After rolling my newly mended bones out of the sheets where you still lay, my morning activities commence yet again. At the sturdy breakfast table, you in the same uniform that has graced the kitchen for as long as I can remember. The tiny holes and imperfections in the robe make its impact felt more than it should. This article of clothing could speak volumes if it was given the chance. It has seen more than you or I will ever know.
As you tend to our offspring with enough freshly cooked eggs and bacon to feed a pack of malnourished lions, I am reminded of the time when breakfast for two was commonplace. Bound together by the warm glow of the space heater in our dimly lit one room, high rise hell pit. At the time, we could think of nothing but leaving for something else. Bigger. Nicer. Better. We could not step back and relish in the fact that we had all that was needed. The solitary notion of there being more outside that room for the taking corrupted our minds into thinking we needed more than each other.

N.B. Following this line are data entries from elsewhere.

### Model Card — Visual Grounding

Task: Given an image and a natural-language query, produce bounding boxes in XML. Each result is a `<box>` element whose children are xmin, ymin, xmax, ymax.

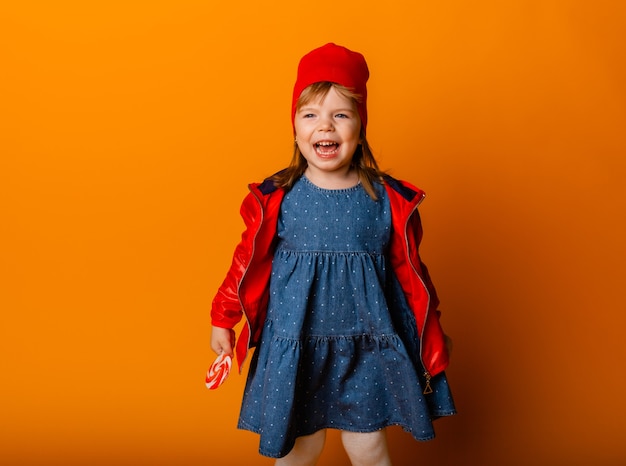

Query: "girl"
<box><xmin>211</xmin><ymin>43</ymin><xmax>455</xmax><ymax>466</ymax></box>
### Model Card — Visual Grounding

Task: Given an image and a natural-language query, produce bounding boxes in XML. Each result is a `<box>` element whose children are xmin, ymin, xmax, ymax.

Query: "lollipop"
<box><xmin>206</xmin><ymin>353</ymin><xmax>233</xmax><ymax>390</ymax></box>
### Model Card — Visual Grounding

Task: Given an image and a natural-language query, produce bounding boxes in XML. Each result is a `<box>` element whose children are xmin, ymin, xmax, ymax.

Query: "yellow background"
<box><xmin>0</xmin><ymin>0</ymin><xmax>626</xmax><ymax>466</ymax></box>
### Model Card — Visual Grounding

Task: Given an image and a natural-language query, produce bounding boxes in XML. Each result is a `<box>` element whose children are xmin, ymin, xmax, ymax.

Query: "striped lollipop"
<box><xmin>206</xmin><ymin>353</ymin><xmax>233</xmax><ymax>390</ymax></box>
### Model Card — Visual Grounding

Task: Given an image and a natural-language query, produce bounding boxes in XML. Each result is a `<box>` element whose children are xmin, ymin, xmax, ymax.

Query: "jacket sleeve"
<box><xmin>410</xmin><ymin>211</ymin><xmax>441</xmax><ymax>317</ymax></box>
<box><xmin>211</xmin><ymin>193</ymin><xmax>260</xmax><ymax>328</ymax></box>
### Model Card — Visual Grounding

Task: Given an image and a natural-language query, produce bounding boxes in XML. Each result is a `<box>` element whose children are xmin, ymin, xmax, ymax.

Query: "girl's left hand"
<box><xmin>211</xmin><ymin>325</ymin><xmax>235</xmax><ymax>358</ymax></box>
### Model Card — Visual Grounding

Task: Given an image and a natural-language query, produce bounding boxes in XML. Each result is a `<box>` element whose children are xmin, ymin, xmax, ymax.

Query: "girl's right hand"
<box><xmin>211</xmin><ymin>325</ymin><xmax>235</xmax><ymax>358</ymax></box>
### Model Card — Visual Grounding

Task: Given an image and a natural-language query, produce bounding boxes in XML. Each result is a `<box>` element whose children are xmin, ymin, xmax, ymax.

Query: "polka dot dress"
<box><xmin>239</xmin><ymin>177</ymin><xmax>454</xmax><ymax>457</ymax></box>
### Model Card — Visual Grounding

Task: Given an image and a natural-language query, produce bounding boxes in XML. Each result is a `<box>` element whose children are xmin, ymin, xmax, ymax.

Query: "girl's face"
<box><xmin>294</xmin><ymin>87</ymin><xmax>361</xmax><ymax>179</ymax></box>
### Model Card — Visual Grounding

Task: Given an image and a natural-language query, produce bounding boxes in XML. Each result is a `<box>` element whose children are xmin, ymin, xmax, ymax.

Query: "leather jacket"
<box><xmin>211</xmin><ymin>176</ymin><xmax>448</xmax><ymax>382</ymax></box>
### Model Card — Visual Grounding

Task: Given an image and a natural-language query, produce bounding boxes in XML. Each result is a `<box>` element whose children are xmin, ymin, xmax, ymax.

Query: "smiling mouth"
<box><xmin>315</xmin><ymin>141</ymin><xmax>339</xmax><ymax>156</ymax></box>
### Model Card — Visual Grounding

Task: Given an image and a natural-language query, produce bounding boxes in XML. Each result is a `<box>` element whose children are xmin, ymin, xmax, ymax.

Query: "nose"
<box><xmin>318</xmin><ymin>116</ymin><xmax>335</xmax><ymax>131</ymax></box>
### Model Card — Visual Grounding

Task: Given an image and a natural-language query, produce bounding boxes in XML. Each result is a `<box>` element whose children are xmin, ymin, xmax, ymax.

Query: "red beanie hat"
<box><xmin>291</xmin><ymin>43</ymin><xmax>370</xmax><ymax>131</ymax></box>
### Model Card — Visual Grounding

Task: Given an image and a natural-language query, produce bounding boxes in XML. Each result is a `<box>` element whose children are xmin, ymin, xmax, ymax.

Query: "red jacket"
<box><xmin>211</xmin><ymin>176</ymin><xmax>448</xmax><ymax>381</ymax></box>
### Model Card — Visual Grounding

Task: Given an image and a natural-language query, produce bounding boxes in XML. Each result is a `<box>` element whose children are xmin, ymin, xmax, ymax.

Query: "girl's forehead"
<box><xmin>298</xmin><ymin>87</ymin><xmax>356</xmax><ymax>109</ymax></box>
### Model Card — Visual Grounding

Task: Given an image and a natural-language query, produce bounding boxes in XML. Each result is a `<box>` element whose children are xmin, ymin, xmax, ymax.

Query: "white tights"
<box><xmin>275</xmin><ymin>429</ymin><xmax>391</xmax><ymax>466</ymax></box>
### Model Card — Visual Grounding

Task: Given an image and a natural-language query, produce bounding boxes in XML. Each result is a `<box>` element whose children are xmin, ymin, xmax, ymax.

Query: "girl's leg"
<box><xmin>341</xmin><ymin>429</ymin><xmax>391</xmax><ymax>466</ymax></box>
<box><xmin>274</xmin><ymin>430</ymin><xmax>326</xmax><ymax>466</ymax></box>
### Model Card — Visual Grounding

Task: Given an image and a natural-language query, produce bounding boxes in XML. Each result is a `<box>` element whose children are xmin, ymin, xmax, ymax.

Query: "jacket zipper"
<box><xmin>404</xmin><ymin>194</ymin><xmax>433</xmax><ymax>395</ymax></box>
<box><xmin>235</xmin><ymin>188</ymin><xmax>265</xmax><ymax>373</ymax></box>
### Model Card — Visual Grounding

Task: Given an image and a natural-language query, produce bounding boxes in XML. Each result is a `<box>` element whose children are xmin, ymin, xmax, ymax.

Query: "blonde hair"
<box><xmin>272</xmin><ymin>81</ymin><xmax>383</xmax><ymax>200</ymax></box>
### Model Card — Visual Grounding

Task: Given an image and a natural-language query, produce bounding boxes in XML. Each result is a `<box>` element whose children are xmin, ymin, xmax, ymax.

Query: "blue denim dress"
<box><xmin>238</xmin><ymin>177</ymin><xmax>455</xmax><ymax>458</ymax></box>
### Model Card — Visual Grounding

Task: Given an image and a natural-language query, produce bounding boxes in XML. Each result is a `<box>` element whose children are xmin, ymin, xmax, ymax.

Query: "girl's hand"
<box><xmin>211</xmin><ymin>325</ymin><xmax>235</xmax><ymax>358</ymax></box>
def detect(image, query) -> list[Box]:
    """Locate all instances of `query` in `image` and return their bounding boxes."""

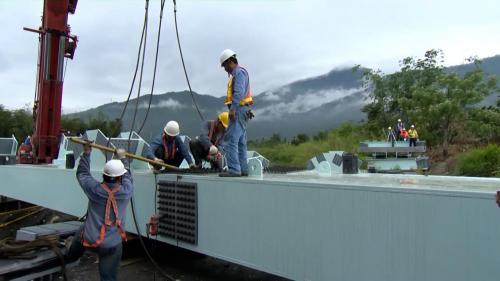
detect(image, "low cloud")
[255,87,364,120]
[139,98,186,109]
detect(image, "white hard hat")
[220,49,236,66]
[163,121,179,137]
[102,159,127,178]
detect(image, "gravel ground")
[68,238,288,281]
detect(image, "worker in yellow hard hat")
[189,111,229,169]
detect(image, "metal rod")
[69,137,182,171]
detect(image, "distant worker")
[23,136,31,145]
[219,49,254,177]
[408,125,418,147]
[146,121,195,169]
[400,128,409,141]
[189,111,229,169]
[387,127,396,147]
[67,145,134,281]
[394,119,405,140]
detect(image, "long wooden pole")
[69,137,182,171]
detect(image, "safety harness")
[224,67,253,105]
[161,133,175,160]
[208,121,221,146]
[82,183,127,245]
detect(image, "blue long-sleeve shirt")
[76,153,134,248]
[231,66,250,110]
[198,120,224,151]
[146,134,193,164]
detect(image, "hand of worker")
[115,148,126,159]
[208,145,219,155]
[229,109,236,121]
[83,142,92,153]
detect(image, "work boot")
[219,172,241,178]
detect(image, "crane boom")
[25,0,78,164]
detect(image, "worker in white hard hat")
[146,120,195,169]
[387,126,396,146]
[408,125,418,147]
[394,118,405,141]
[219,49,253,177]
[66,144,134,280]
[189,111,229,170]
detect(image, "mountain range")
[68,55,500,140]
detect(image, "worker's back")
[76,153,134,248]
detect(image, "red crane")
[20,0,78,164]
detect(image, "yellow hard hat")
[219,111,229,128]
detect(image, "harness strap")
[82,183,127,248]
[162,133,175,160]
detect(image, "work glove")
[208,145,219,155]
[83,142,92,153]
[115,148,126,159]
[229,109,236,121]
[245,109,255,120]
[153,157,165,163]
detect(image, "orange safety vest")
[162,134,175,160]
[408,129,418,139]
[82,183,127,245]
[224,67,253,105]
[208,121,221,146]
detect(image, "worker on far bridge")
[394,119,405,140]
[408,125,418,147]
[387,126,396,147]
[67,144,134,281]
[189,111,229,169]
[219,49,254,177]
[146,121,195,169]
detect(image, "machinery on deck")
[18,0,78,164]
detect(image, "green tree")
[363,50,498,156]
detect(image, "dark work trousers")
[189,139,220,169]
[66,232,122,281]
[410,138,417,147]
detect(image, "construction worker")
[394,119,405,140]
[387,126,396,147]
[189,111,229,169]
[219,49,253,177]
[67,144,134,281]
[408,125,418,147]
[400,128,408,141]
[146,121,195,169]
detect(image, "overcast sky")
[0,0,500,112]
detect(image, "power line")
[173,0,205,121]
[137,0,165,134]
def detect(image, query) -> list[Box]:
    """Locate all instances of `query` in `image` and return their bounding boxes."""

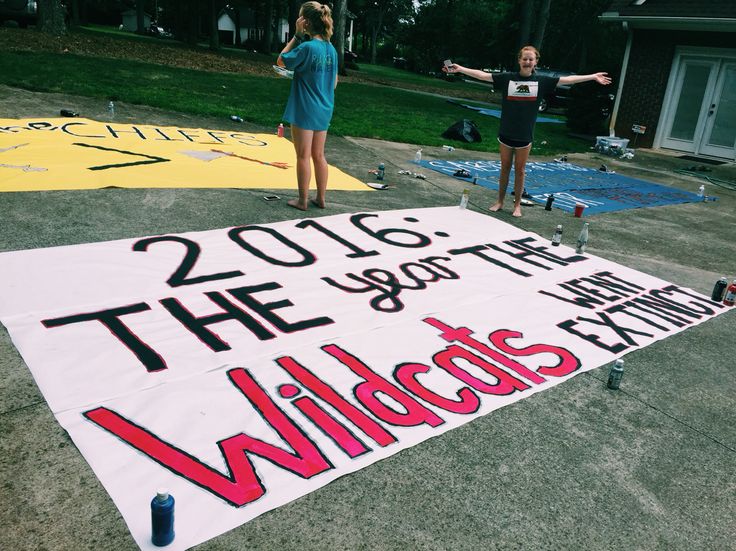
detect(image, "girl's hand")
[593,73,612,85]
[296,15,307,34]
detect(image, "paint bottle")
[723,279,736,306]
[575,222,588,254]
[151,490,174,547]
[544,193,555,210]
[606,358,624,390]
[552,224,562,247]
[460,188,470,209]
[710,276,728,302]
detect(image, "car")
[148,24,173,38]
[0,0,38,28]
[534,68,575,113]
[534,69,616,119]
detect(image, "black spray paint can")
[710,277,728,302]
[607,358,624,390]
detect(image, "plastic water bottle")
[460,189,470,209]
[710,276,728,302]
[151,490,174,547]
[606,358,624,390]
[552,224,562,247]
[575,222,588,254]
[723,279,736,306]
[544,193,555,210]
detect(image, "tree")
[332,0,348,75]
[534,0,552,50]
[71,0,82,27]
[38,0,66,36]
[135,0,146,34]
[207,0,220,51]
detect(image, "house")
[217,7,289,44]
[121,10,151,33]
[599,0,736,161]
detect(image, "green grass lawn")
[0,34,590,155]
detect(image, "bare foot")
[286,199,307,210]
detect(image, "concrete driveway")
[0,87,736,551]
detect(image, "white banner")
[0,207,726,549]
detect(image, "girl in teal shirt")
[277,2,337,210]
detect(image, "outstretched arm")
[557,73,611,86]
[276,16,308,67]
[442,63,493,82]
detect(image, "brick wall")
[615,30,736,147]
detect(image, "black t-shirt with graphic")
[493,72,560,143]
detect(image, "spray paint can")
[575,222,588,254]
[710,276,728,302]
[606,358,624,390]
[723,279,736,306]
[151,490,174,547]
[544,193,555,210]
[552,224,562,247]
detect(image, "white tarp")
[0,207,726,549]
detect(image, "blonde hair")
[517,46,541,62]
[299,2,332,40]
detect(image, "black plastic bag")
[442,119,483,143]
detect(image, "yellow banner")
[0,118,370,191]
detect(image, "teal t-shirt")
[281,39,337,130]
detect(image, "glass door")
[698,62,736,159]
[662,56,718,153]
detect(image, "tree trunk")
[332,0,348,75]
[289,0,301,38]
[209,0,220,51]
[261,0,274,54]
[72,0,83,27]
[135,0,146,34]
[519,0,534,49]
[534,0,552,50]
[38,0,66,36]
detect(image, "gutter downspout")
[608,21,634,136]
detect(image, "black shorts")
[498,136,532,149]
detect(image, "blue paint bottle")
[151,490,174,547]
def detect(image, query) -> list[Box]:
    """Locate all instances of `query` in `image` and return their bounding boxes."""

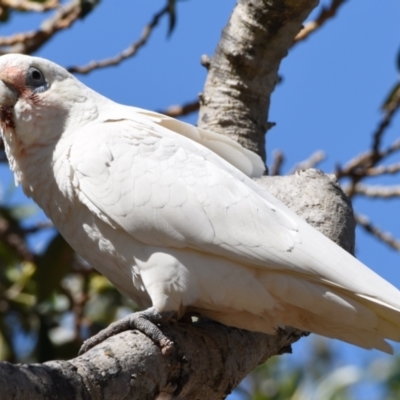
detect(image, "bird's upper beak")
[0,79,18,107]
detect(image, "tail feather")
[260,271,400,353]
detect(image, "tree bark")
[198,0,318,161]
[0,0,360,400]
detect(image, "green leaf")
[36,234,75,302]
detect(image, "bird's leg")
[79,307,176,355]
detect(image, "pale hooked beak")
[0,80,18,107]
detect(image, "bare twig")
[354,214,400,251]
[293,0,346,45]
[67,4,169,74]
[289,150,326,175]
[343,183,400,199]
[0,0,81,54]
[158,100,200,118]
[372,87,400,155]
[335,139,400,186]
[269,150,285,176]
[364,163,400,176]
[0,0,60,12]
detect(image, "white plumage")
[0,55,400,352]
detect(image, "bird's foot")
[79,307,176,355]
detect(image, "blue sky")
[0,0,400,400]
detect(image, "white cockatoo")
[0,55,400,352]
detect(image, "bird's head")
[0,54,102,152]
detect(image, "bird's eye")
[26,67,48,92]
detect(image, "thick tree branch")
[67,4,169,74]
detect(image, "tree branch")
[294,0,346,44]
[0,0,81,54]
[0,0,60,12]
[355,214,400,251]
[67,4,169,74]
[198,0,317,160]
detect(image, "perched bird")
[0,55,400,353]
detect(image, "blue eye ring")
[26,67,49,93]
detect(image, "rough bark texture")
[257,169,356,254]
[198,0,318,160]
[0,0,360,400]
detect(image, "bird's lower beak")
[0,80,18,107]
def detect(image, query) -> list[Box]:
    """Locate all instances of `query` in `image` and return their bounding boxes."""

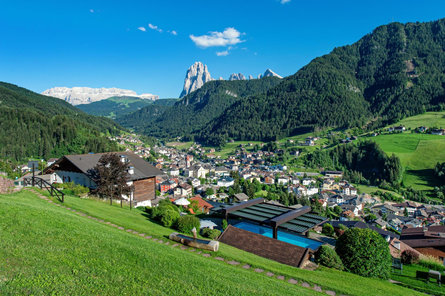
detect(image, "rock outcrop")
[179,62,213,98]
[260,69,283,78]
[229,73,246,81]
[42,87,159,105]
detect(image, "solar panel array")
[230,203,326,233]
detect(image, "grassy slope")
[0,192,318,295]
[26,190,424,296]
[391,264,445,295]
[390,111,445,129]
[373,132,445,190]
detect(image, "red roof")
[190,194,213,210]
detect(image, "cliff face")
[179,62,213,98]
[42,87,159,105]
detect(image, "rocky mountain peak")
[42,87,159,105]
[261,69,283,78]
[229,73,246,81]
[179,62,213,98]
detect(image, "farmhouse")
[44,152,164,206]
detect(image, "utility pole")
[32,162,36,187]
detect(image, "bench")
[392,258,403,274]
[428,269,442,286]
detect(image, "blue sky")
[0,0,445,98]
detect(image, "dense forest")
[0,82,120,161]
[118,77,280,138]
[116,99,179,130]
[199,19,445,145]
[305,141,403,185]
[76,97,153,119]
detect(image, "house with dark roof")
[44,152,164,207]
[400,225,445,261]
[190,194,213,214]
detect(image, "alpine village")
[0,0,445,296]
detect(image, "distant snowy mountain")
[179,62,213,98]
[229,73,246,81]
[260,69,283,78]
[42,87,159,105]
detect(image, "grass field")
[0,193,318,295]
[4,193,424,296]
[372,132,445,190]
[388,111,445,129]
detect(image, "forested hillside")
[119,77,280,137]
[116,99,179,130]
[76,97,153,119]
[200,19,445,145]
[0,82,119,160]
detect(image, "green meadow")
[372,132,445,190]
[388,111,445,129]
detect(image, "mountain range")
[179,62,282,98]
[0,82,122,161]
[118,19,445,145]
[42,87,159,106]
[76,96,157,119]
[117,77,280,138]
[200,19,445,144]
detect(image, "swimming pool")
[234,222,323,250]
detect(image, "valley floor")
[0,191,424,295]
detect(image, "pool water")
[234,222,323,250]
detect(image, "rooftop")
[222,198,327,233]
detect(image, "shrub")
[419,256,445,271]
[202,228,221,239]
[335,228,391,279]
[161,209,179,227]
[53,182,90,197]
[315,246,343,270]
[338,224,348,231]
[176,215,200,234]
[400,250,419,264]
[151,202,179,226]
[321,223,334,236]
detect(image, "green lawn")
[14,190,424,296]
[0,192,319,295]
[391,264,445,295]
[388,111,445,129]
[372,132,445,190]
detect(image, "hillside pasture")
[372,132,445,190]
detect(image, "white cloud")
[190,28,243,48]
[216,50,229,57]
[148,24,162,33]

I do not regret or lament over our children being a dominating force in our lives. I enjoy having my way but could never be so selfish as to contain my natural human instinct to procreate. That is the way of the world. Evolve. Transpose. Gap the generations. I also do not think of our children as a simple legacy for me to leave behind, to pass on my name and a small piece of my wisdom to the unwise. I love them unconditionally and without hesitation. They fill me with the same joy as the human they were bore from.
I look at them now and try to fathom the powder keg of life that awaits them. They too will one day meet the one other being that sets their hearts ablaze and sends their imagination and self worth to heights they never thought possible. Right now they have no understanding of the opposite sex, the physical and mental intricacies of a man or a woman. Right now their purpose and goal in life is to finish their breakfast. Right now the only perfect couple relevant to them is eggs and bacon.
As you complete your task of mother for a split second to enjoy the meal you prepared, your face takes on a shape that is all to familiar to me now. You tell me that you love me with the same burning passion and exhilaration that I possess for you. You tell me that you wish we could return to our little one room again, if only for a flicker in time to enjoy the rapture of silence. You tell me this loneliness that seizes me from time to time is merely a phantom trying to scare me into forgetting this look. You tell me how many more years this passion will last and how the number can only be recognized by a horizontal figure eight. The look that is meant for me and only me, tells me everything I want and need to know in the simplicity of a glance and the complexity of a sigh.